A relegation battle is what Di Canio will be aiming to avoid naturally this season. The Italian coach is taking the saying ‘out with the old, in with the new’ to whole new levels this summer as the Stadium of Light revolving door goes into overdrive.
Giaccherini, one of eight high-profile signings so far, is arguably the most exciting arrival. Expected to slot in on the left of an attacking trio that includes Stephane Sessegnon and Adam Johnson, Giaccherini can expect to rack up more than the 10 starts he achieved last season.
While Di Canio is clearly intent on changing Sunderland’s playing squad, a change in philosophy will have to follow in order for the midfielder to settle in to Black Cat life. The most impressive weapon in the Giaccherini’s armoury is his passing ability.

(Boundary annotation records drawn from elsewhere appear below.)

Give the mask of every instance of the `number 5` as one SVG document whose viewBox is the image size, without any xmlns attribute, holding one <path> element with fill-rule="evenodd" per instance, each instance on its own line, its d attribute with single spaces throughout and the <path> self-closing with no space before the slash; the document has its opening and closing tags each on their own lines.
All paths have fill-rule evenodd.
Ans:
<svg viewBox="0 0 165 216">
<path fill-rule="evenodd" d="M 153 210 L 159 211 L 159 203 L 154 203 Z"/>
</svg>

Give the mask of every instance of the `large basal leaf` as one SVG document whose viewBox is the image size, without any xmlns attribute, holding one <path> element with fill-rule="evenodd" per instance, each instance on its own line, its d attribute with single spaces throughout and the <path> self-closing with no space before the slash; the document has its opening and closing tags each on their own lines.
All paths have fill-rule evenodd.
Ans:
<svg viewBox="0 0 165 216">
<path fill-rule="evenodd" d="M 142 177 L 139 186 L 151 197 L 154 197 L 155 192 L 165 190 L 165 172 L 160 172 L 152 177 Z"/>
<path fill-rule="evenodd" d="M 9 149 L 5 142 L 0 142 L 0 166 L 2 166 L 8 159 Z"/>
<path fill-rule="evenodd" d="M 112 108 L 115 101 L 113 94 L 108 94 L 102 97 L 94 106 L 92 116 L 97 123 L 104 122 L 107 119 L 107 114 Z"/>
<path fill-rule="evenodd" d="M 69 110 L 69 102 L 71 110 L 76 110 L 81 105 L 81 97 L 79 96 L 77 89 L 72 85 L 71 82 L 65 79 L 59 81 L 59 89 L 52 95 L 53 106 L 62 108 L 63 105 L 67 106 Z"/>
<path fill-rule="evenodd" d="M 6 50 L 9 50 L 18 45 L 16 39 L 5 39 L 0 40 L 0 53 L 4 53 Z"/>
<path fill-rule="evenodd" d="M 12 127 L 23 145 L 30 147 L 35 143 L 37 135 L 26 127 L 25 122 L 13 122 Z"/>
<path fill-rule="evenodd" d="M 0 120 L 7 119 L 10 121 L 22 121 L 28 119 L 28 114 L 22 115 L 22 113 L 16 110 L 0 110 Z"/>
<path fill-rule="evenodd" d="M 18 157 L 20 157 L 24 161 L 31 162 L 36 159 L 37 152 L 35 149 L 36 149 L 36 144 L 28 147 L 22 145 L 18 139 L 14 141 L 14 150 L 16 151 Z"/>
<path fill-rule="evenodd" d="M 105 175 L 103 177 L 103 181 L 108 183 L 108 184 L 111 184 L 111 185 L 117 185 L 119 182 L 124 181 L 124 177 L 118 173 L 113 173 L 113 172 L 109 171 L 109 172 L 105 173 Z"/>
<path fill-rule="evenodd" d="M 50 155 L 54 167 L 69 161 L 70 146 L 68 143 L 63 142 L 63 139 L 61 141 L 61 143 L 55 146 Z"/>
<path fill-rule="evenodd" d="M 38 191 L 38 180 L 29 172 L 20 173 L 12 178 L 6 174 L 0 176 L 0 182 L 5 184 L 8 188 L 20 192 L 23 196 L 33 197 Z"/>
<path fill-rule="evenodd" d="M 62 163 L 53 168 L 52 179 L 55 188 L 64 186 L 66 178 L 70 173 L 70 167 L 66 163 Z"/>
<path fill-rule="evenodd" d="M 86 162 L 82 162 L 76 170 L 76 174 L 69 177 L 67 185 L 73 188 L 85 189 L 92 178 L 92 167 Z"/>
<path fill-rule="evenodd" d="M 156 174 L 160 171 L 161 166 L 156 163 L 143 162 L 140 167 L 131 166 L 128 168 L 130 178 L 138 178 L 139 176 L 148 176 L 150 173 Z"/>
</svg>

“In my opinion he’s one of the best players in Europe to suit my system,” said Paolo Di Canio
“There are not many wingers with his intelligence or ability to interpret the role.”
Giaccherini made on average 37.4 passes last season, 1.9 key passes a game, compared to Adam Johnson’s 27.4 passes in 35 appearances. The Italian also boasts an impressively high 87.9% pass accuracy rate and is renowned for his cushioned layoffs and threaded through balls.
Yet the Premier League crowds, especially those watching teams in the bottom half of the league, don’t have the patience, some would say intelligence, to applaud accurate passing build-up play. Giaccherini will need to display hard work and an ability to tackle, especially in 50-50 situations.
Hard work is not a concept uncommon to the 28-year old. He spent a chunk of time in Italy’s fourth tier and major injuries have often threatened his career. A dream move to Juventus in 2011 rewarded his drive.
On a more specific level for the Sunderland faithful, the Italian won 78% of his tackles last season in Serie A but was miserable when it came to competing in the air. Somebody better tell Wes Brown to keep those long diagonal balls to a minimum.
As far as Giaccherini’s future is concerned, a shift in Mackem philosophy is certainly essential to the midfielder’s success in English football.
With regards to Giaccherini’s past, he leaves behind the Serie A champions where he struggled to find a place due to Antonio Conte’s formation preferences.
And with the arrival of strikers Carlos Tevez and Fernando Llorente in this window, Conte is showing no signs of changing his two-up-top system. At the age of 28, a move to pastures new was not just desirable but necessary for Giaccherini.
It is necessary for his national team pursuit to continue. As mentioned earlier, Giaccherini featured for the Azzurri in the Confederations Cup; more specifically he made five out of five appearances, scoring one goal.
His Confederations Cup stint becomes more telling when you learn that Giaccherini had only 9 national appearances to his name prior to the tournament in Brazil. His energetic, revitalising performances throughout that competition not only transformed him from a rejected Bianconeri to notable inclusion, but will keep him in Cesare Prandelli’s thoughts over the next 12 months.
At Sunderland, the Italian will most definitely add more playing time to his application for inclusion in next year’s World Cup squad. Playing in the Premier League, where the right attitude is lauded, will certainly enhance the professional ethics Prandelli admires so much in the 5ft 6in player.
Emanuele Giaccherini’s plight in English football will have to buck the trend of Italian’s in the Premier League and a change in philosophy from Paolo Di Canio is most definitely required. Yet the spirit and determination he already possesses, as well as his eye for a pass and purposeful engine, mean the opportunity to succeed at Sunderland is certainly there.